Comp4D: LLM-Guided Compositional 4D Scene Generation

Dejia Xu,Hanwen Liang,Neel P. Bhatt,Hezhen Hu,Hanxue Liang,Konstantinos N. Plataniotis,Zhangyang Wang
2024-03-26
Abstract:Recent advancements in diffusion models for 2D and 3D content creation have sparked a surge of interest in generating 4D content. However, the scarcity of 3D scene datasets constrains current methodologies to primarily object-centric generation. To overcome this limitation, we present Comp4D, a novel framework for Compositional 4D Generation. Unlike conventional methods that generate a singular 4D representation of the entire scene, Comp4D innovatively constructs each 4D object within the scene separately. Utilizing Large Language Models (LLMs), the framework begins by decomposing an input text prompt into distinct entities and maps out their trajectories. It then constructs the compositional 4D scene by accurately positioning these objects along their designated paths. To refine the scene, our method employs a compositional score distillation technique guided by the pre-defined trajectories, utilizing pre-trained diffusion models across text-to-image, text-to-video, and text-to-3D domains. Extensive experiments demonstrate our outstanding 4D content creation capability compared to prior arts, showcasing superior visual quality, motion fidelity, and enhanced object interactions.
Computer Vision and Pattern Recognition
What problem does this paper attempt to address?

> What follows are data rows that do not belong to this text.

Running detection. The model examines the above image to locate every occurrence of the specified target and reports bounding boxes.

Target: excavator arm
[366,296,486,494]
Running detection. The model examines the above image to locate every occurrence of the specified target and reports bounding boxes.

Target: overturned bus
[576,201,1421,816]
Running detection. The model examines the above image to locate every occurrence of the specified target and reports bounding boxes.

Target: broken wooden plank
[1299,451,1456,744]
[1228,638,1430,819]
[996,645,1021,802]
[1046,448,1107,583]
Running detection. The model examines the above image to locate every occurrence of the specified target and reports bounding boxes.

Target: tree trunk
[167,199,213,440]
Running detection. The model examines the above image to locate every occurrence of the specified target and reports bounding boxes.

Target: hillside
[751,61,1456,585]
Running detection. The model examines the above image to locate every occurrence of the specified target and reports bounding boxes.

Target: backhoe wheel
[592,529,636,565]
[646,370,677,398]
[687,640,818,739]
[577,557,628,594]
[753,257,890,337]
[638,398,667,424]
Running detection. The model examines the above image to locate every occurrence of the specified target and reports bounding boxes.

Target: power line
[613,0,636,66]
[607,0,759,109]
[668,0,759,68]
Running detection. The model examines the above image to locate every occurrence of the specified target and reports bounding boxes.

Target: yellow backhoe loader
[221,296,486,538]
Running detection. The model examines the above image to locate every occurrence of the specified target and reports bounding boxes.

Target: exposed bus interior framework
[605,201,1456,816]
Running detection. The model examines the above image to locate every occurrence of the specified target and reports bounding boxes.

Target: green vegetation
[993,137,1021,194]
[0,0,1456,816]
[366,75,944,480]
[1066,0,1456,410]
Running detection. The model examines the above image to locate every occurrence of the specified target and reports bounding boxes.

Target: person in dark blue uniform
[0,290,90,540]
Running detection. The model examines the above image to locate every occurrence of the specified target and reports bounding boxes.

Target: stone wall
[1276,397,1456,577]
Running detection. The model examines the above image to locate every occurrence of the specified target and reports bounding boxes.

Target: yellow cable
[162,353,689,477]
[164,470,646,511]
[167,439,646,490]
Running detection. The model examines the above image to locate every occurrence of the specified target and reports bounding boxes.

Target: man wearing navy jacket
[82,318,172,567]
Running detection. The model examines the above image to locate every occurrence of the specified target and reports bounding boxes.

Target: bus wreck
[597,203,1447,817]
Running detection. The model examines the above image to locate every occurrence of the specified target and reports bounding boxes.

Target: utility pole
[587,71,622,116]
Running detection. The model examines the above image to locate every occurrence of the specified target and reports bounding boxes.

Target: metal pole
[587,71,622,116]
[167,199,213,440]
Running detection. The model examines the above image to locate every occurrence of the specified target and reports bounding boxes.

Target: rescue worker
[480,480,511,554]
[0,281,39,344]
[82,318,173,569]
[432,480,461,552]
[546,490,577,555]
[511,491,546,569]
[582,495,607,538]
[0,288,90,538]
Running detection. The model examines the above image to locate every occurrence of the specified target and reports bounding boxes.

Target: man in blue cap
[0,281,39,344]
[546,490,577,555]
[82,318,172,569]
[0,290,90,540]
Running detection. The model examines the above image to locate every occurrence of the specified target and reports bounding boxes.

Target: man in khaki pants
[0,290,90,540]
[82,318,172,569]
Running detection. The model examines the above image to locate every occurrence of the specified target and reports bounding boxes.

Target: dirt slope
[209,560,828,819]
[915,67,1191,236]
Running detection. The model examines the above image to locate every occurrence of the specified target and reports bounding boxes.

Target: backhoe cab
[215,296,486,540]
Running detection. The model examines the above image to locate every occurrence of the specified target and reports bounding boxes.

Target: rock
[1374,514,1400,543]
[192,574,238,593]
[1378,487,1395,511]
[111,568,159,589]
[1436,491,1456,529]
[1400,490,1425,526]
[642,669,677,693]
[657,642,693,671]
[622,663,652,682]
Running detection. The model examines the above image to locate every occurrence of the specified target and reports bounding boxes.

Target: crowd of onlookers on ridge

The problem that this paper attempts to solve is that the existing 4D content generation methods mainly focus on object - centered generation and lack the comprehensive generation ability for multiple objects and their interactions in complex scenes. Specifically, the current methods are limited by the scarcity of 3D scene datasets, which leads to most research mainly focusing on improving the score distillation technique to enhance the rendering of new perspectives. However, these methods can usually only generate the 4D representation of a single object and cannot handle complex 4D scenes containing multiple objects and their interactions. To overcome this limitation, the paper proposes the **Comp4D** framework, aiming to achieve the generation of complex 4D scenes. Different from traditional methods, **Comp4D** constructs a comprehensive 4D scene by decomposing the input text prompt into different entities, mapping out their trajectories, and then precisely locating these objects according to these trajectories. In addition, **Comp4D** also introduces a combined score distillation technique based on predefined trajectories, using pre - trained diffusion models to optimize across text - to - image, text - to - video, and text - to - 3D domains, thereby improving the visual quality, motion fidelity, and object - interaction effects of 4D content. The main contributions of the paper include: 1. **Proposing the **Comp4D** framework**, which realizes the creation of comprehensive 4D scenes for the first time. By decomposing the creation process of 4D scenes into the construction of individual 4D objects and their interactions, it overcomes the object - centered limitations of existing methods. 2. **Decomposing object motion into two parts: global displacement and local deformation**, using large - language models (LLMs) to design the global displacement of object motion, thereby reducing the burden of 4D representation and focusing on local deformation. 3. **Adopting a deformable 3D Gaussian model**, which enables the 4D representation to flexibly switch between single - object and multi - object rendering, and can stably optimize object motion even in the presence of potential occlusions. 4. **Verified through extensive experiments**, compared with the existing baseline methods, **Comp4D** performs excellently in terms of visual quality, motion authenticity, and object interaction.